Salt: Your Enemy and Your Friend


In today’s diet, salt is a standard ingredient in preparing food whether at home, restaurants, or ready-made meals. The impact salt has on our health is unavoidable whether the impact is beneficial or detrimental. Yet the debate regarding salt as enemy or friend rages on. On the one hand, some scientists and food writers advocate for salt as friend while health bodies argue that too much salt is detrimental to the body’s health and wellbeing.

What is salt?

A natural mineral comprised of sodium and chloride, salt is used in food as a preservative and type of seasoning. Salt comes in a variety of color since it can be transparent, black, orange, blue, or green. Its taste includes that of sweet, savory, bitter, salty, or sour. In addition, salt crystals have a high melting point which helps it dissolve quickly and evenly in food during the cooking process.

The impact of salt to your body

The body requires sodium to assist with regulating blood volume and pressure through sufficient body fluid levels. If the body has too little sodium, it will decrease its sodium excretion; if there is too much sodium in the body, it will produce an antidiuretic hormone which will allow the body to retain water. This results in the kidneys using urine as a means to reduce excess sodium and water levels until they reach their normal range.

The body’s kidneys are the main sodium regulators within the body. Should the kidneys struggle to release the right amount of sodium, increased blood pressure will cause the heart to work harder putting it under strain. This increases the risk of congestive heart failure, cirrhosis, and chronic kidney disease.

Should the body begin to encounter a sodium deficiency, one may begin to experience headaches, muscle cramps, fatigue, or nausea. The impact of significantly reduced sodium levels can result in cardiovascular death or even congestive heart failure, according to the researchers Dr Martin O’Donnell, associate clinical professor of medicine, and Dr Salim Yusuf, professor of medicine and one of PHRI’s executive directors.
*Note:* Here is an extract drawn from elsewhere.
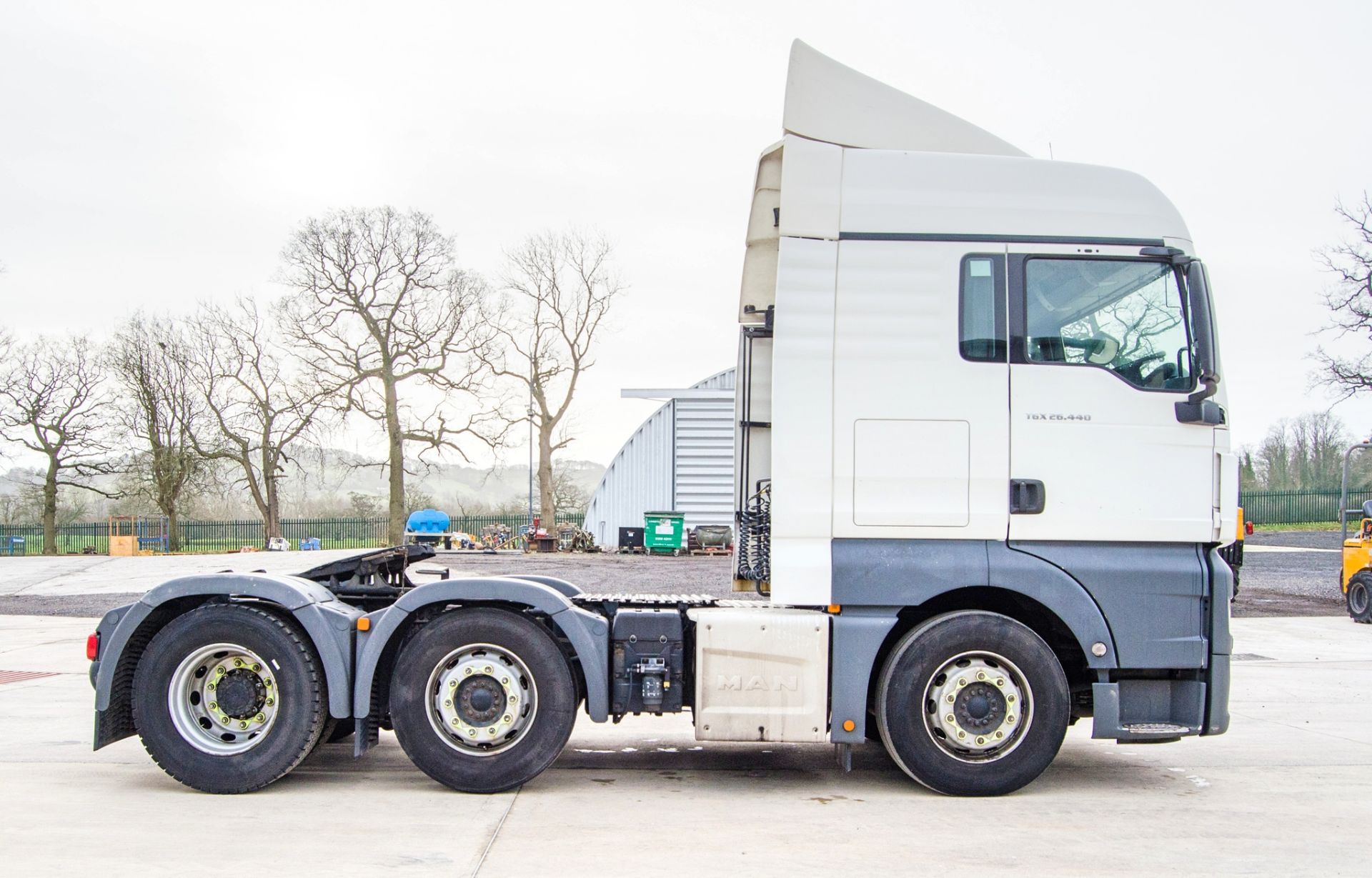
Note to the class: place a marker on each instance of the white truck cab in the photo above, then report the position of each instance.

The recommended amount of salt intake

According to the Dietary Guidelines for Americans, a limit of 2,300mg of daily sodium is permitted in one’s diet. The American Heart Association recommends a maximum of 1,500mg of salt per day. This is a stark contrast to the average 3,400mg of salt consumed daily by Americans. The two main culprits for such a high intake of salt include adding salt to food and the hidden salt already found in foods such as bread, cereals, ready made meals, and so on.

According to the American Heart Association approximate amounts of added table salt can be measured as follows:

MeasurementMg of Salt
¼ teaspoon of salt575mg of salt
½ teaspoon of salt1,150mg of salt
¾ teaspoon of salt1,725mg of salt
1 teaspoon salt2,300mg of salt

 How to reduce salt intake

Reducing salt intake will ensure that salt remains the friend of many households and not their foe. To reduce salt, people should focus on eating more fresh foods including fruits and vegetables and meats low in sodium. Thus reducing consumption of bacon, sausages, and delicatessen meats.

Other ways to reduce salt, include purchasing plain whole-grain pasta and rice, removing or reducing salt when cooking (stews, soups or casseroles), reduce the use of condiments such as soy sauce, mustard, sauces, and other dressings. Cook with herbs, spices and other natural flavourants (zest or juices) to enhance your meals.

Be aware of hidden salts when purchasing food at the supermarket. Read the Nutrition Facts label at the back of canned goods. Be mindful of the following names:

  • Sodium alginate
  • Sodium citrate
  • Sodium nitrite
  • Monosodium glutamate (MSG)
  • Baking soda and baking powder

Products with 200mg of sodium or more should be avoided; instead, aim for a serving of 140mg of sodium or less.

Final words

According to the McMaster University study, moderate consumption of salt was found to be the happy medium between too little salt and too much salt. The study confirmed that there is an association between high-salt intake and cardiovascular disease. Further studies are required to confirm the impact average salt intake reductions will have on the body. In the meantime, those who have a sensitivity to sodium or have diabetes or cardiovascular diseases, being more sensitive to salt intake will improve their health.

Since most people today consume more than the recommended amount of salt in their diets, we can conclude that reducing salt intake will assist in keeping salt as a friend and not a foe. Moderation is the key.